Mais sa contribution ne fait aucun doute. Il a été décoré de l'Ordre de l'Empire britannique en 1945 et nommé officier de la Légion d'honneur par la France en 1951.
Traduction de la citation
Cet officier débarqua en France par la mer en août 1941 afin de mettre en place un réseau dans le sud du pays. Il fut arrêté à Cannes par la police de Vichy quelques jours après son arrivée, mais après un interrogatoire exhaustif, il convainquit les autorités que ses papiers étaient en règle et fut relâché.
BASIN commença immédiatement à recruter des hommes pour ce réseau, une tâche délicate et périlleuse à ce stade, qui exigeait une grande habileté et un jugement sûr. Il organisa plusieurs cellules indépendantes couvrant les départements des BOUCHES du RHONE, du VAR, des BASSES ALPES et des ALPES MARITIMES, prêtes à commencer leur travail de sabotage.
Il fut d'abord handicapé par l'absence de communication radio avec LONDRES, mais lorsqu'un opérateur lui fut envoyé et qu'il put organiser la réception d'armes et d'explosifs, il commença ses opérations de sabotage. Celles-ci étaient nécessairement de petite envergure, mais elles ont notamment permis de détruire 15 camions italiens, une machine de concassage dans les usines de bauxite du Luc-le-Cannet, et d'endommager des voies ferrées et des lignes électriques. En plus de ce travail, BASIN a organisé la réception d'agents par felouque et sous-marin sur la côte méditerranéenne.
En août 1942, Basin fut à nouveau arrêté. Il s'échappa après plusieurs mois de prison et, bien que sa santé fût gravement altérée, il entreprit de mettre en place un nouveau réseau.

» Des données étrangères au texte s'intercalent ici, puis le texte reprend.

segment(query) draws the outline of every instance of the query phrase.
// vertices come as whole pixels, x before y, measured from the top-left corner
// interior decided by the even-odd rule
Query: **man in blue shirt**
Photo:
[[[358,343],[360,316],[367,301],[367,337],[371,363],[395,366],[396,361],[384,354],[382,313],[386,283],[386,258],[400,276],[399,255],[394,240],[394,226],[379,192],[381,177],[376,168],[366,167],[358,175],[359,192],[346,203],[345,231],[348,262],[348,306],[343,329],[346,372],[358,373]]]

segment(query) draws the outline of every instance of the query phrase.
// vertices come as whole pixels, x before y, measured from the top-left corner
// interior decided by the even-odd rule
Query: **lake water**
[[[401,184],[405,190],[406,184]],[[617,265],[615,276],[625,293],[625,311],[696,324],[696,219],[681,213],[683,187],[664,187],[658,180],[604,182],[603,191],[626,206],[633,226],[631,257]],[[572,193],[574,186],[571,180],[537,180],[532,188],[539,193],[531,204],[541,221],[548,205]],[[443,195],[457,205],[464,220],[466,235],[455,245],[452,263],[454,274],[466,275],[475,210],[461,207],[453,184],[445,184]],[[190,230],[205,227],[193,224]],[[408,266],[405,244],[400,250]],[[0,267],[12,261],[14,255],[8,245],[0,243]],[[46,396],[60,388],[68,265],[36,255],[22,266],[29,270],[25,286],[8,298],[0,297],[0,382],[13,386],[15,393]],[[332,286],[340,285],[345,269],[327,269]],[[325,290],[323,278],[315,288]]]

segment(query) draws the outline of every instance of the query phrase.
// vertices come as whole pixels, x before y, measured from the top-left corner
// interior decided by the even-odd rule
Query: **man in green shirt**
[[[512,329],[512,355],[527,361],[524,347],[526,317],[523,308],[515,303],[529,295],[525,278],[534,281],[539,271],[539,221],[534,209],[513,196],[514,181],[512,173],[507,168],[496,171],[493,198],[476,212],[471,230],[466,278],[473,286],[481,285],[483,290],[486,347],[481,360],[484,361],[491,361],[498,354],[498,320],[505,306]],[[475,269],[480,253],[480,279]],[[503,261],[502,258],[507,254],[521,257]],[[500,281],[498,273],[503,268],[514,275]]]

Il fut finalement rappelé à Londres et y retourna à la fin de l'année 1942.
Organisateur courageux et efficace, Basin joua un rôle important dans la mise en place des fondements du développement futur et fructueux de la résistance en France. Il fit preuve d'un courage et d'une persévérance admirables face au danger et risqua fréquemment sa vie pour sauver celle des autres. Il est vivement recommandé qu'il soit nommé membre de l'Ordre de l'Empire Britannique (Division Militaire).